Actively Recruiting
A Study to Assess the Efficacy and Safety of ML-007C-MA for the Treatment of Alzheimer's Disease Psychosis
Led by MapLight Therapeutics · Updated on 2026-03-09
300
Participants Needed
26
Research Sites
119 weeks
Total Duration
On this page
AI-Summary
What this Trial Is About
ML-007C-MA-221 is a Phase 2, randomized, double-blind, placebo-controlled study to evaluate the efficacy and safety of ML-007C-MA in male and female participants aged 55 to 90 years with hallucinations and delusions associated with Alzheimer's Disease Psychosis (ADP).

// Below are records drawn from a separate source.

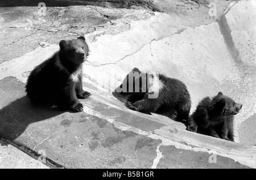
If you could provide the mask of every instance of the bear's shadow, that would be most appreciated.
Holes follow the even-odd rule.
[[[64,112],[57,108],[35,106],[24,96],[0,109],[0,137],[13,141],[23,133],[31,123]]]
[[[123,103],[126,102],[127,101],[127,98],[129,95],[121,95],[120,93],[117,92],[117,89],[115,89],[114,91],[112,92],[112,95],[114,97],[115,97],[116,98],[117,98],[118,100],[121,101]],[[141,97],[141,98],[137,99],[137,101],[139,101],[142,100],[142,98]],[[127,108],[128,109],[128,108]],[[141,112],[142,113],[143,113]],[[146,113],[147,114],[148,114],[147,113]],[[161,109],[161,110],[159,110],[157,112],[156,112],[156,114],[160,114],[164,116],[166,116],[172,120],[177,121],[176,120],[177,118],[177,113],[175,110],[172,109]]]

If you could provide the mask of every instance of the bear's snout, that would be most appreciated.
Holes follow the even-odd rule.
[[[242,109],[242,106],[243,105],[242,104],[237,103],[236,104],[236,110],[237,113],[238,113],[240,109]]]

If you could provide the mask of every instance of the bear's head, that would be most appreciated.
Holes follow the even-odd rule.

The primary objective is to evaluate the efficacy of ML-007C-MA compared with placebo for the treatment of hallucinations and delusions associated with ADP as measured by the Neuropsychiatric Inventory-Clinician (NPI-C): Hallucinations and Delusions (H+D) score.
CONDITIONS
Official Title
A Study to Assess the Efficacy and Safety of ML-007C-MA for the Treatment of Alzheimer's Disease Psychosis
Who Can Participate
Eligibility Criteria
You may qualify if you...
- Willing and able to provide written informed consent or have a legally authorized representative provide consent with participant assent
- Meets clinical criteria for Possible or Probable Alzheimer's Disease
- Has psychotic symptoms (hallucinations or delusions) for at least 2 months before screening
- Has lived at the same home or care facility for at least 6 weeks prior to screening
- Has a designated care partner in frequent contact to report symptoms and medication adherence
- Has a Neuropsychiatric Inventory-Clinician Hallucinations and Delusions score of 6 or higher and either moderate to severe delusions or hallucinations as defined by specific domain scores
- Has a Clinical Global Impression-Severity score of 4 or higher for hallucinations and delusions
- Has a Mini-Mental State Examination score between 6 and 26 inclusive
You will not qualify if you...
- Under hospice care, bed-bound, or receiving end-of-life palliative care
- Psychotic symptoms primarily due to substance abuse or other medical, neurological, or psychiatric conditions besides Alzheimer's disease
- Presence of a central nervous system disorder other than Alzheimer's disease causing or contributing to dementia
- Moderate or severe major depressive episode within 3 months of screening
- Elevated risk of suicidal behavior
- Amyloid PET brain scan or cerebrospinal fluid Alzheimer's biomarker test within 3 years inconsistent with Alzheimer's diagnosis
- Clinically significant or unstable medical condition impairing cognition or safety or interfering with study compliance
- Gastric retention, urinary retention, or narrow-angle glaucoma
- Alcohol or substance use disorder within the past 12 months (excluding caffeine and nicotine)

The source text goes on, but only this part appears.